The Children of Men by P.D. James is one of these. This pre-apocalyptic story takes place in the near future, a quarter-century after “Omega,” an event of mysterious origin that left all men infertile. Think about the implications here. There are no more children left in the world and this is the last generation of mankind. The stark reality to be faced is that the human population is doomed to extinction. Society itself is crumbling as the end approaches, even going as far as to legally sanction euthanasia. It's a dark, harrowing depiction of our decline, both at a societal level and a personal one—so much so that years after reading it I am still haunted by the hopeless scenario it portrayed.

The recollection of Never Let Me Go by Kazuo Ishiguro also makes me somber. It's the story of three friends who grew up at Hailsham, an exclusive boarding school in the English countryside. Hailsham students were openly treated as special, yet always kept apart from the outside world and looked after and educated by guardians. The children themselves are too young to understand what is really going on, and at first, looking through their eyes, the reader doesn't quite understand either. The true nature of the students' destiny, slowly-revealed as the story progresses, makes this beautiful novel hauntingly memorable.

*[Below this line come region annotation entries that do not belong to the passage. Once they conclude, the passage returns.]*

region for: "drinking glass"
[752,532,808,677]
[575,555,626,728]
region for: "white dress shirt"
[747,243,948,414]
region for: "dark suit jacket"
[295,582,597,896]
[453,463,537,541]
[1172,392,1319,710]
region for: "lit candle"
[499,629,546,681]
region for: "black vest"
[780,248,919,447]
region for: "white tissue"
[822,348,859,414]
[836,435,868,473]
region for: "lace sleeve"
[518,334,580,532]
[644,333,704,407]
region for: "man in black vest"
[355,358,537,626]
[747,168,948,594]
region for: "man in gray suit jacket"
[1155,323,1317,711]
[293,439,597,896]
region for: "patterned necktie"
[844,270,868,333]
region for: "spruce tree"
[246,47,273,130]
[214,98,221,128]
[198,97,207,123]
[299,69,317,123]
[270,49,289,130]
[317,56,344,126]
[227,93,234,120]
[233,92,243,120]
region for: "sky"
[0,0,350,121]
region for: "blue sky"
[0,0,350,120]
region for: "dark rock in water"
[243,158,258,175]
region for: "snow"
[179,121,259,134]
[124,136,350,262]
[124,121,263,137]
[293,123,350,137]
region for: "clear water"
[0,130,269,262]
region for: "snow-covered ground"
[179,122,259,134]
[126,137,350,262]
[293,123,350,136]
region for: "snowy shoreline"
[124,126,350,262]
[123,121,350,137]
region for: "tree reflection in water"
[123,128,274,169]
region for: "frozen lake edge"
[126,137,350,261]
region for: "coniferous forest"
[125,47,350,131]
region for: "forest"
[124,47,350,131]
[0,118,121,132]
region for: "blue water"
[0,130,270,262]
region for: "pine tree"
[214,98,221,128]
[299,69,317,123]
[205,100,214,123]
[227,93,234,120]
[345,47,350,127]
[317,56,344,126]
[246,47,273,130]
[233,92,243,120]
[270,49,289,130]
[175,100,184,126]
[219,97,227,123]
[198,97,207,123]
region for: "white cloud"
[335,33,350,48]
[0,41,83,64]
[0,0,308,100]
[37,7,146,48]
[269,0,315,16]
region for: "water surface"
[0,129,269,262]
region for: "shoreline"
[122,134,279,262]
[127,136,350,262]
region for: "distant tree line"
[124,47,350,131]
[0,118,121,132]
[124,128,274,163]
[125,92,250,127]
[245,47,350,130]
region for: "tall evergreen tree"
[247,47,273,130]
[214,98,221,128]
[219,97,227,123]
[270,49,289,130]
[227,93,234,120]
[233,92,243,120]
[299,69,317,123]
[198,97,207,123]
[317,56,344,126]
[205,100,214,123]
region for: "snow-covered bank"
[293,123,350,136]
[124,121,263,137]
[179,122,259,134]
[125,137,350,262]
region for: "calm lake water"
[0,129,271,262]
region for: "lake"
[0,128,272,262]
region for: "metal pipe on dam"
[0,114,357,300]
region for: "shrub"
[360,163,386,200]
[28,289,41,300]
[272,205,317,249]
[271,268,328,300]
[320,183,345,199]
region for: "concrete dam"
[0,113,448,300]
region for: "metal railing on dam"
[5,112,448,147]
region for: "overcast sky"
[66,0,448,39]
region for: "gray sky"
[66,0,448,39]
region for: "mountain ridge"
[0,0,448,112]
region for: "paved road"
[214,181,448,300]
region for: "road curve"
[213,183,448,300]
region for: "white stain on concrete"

The reason The Lathe of Heaven by Ursula K. LeGuin is memorable has less to do with the mood invoked than it does the power of possibilities. Nobody's life is perfect and we all wonder what life would be like if we had the ability to control it. In The Lathe of Heaven, George Orr has the power to shape reality just by dreaming it. Of course, we cannot control our dreams and therein lies the drama of the story. The book is notable for both its eloquent prose and compelling “what if?” scenario, making it another one that I keep thinking about years later.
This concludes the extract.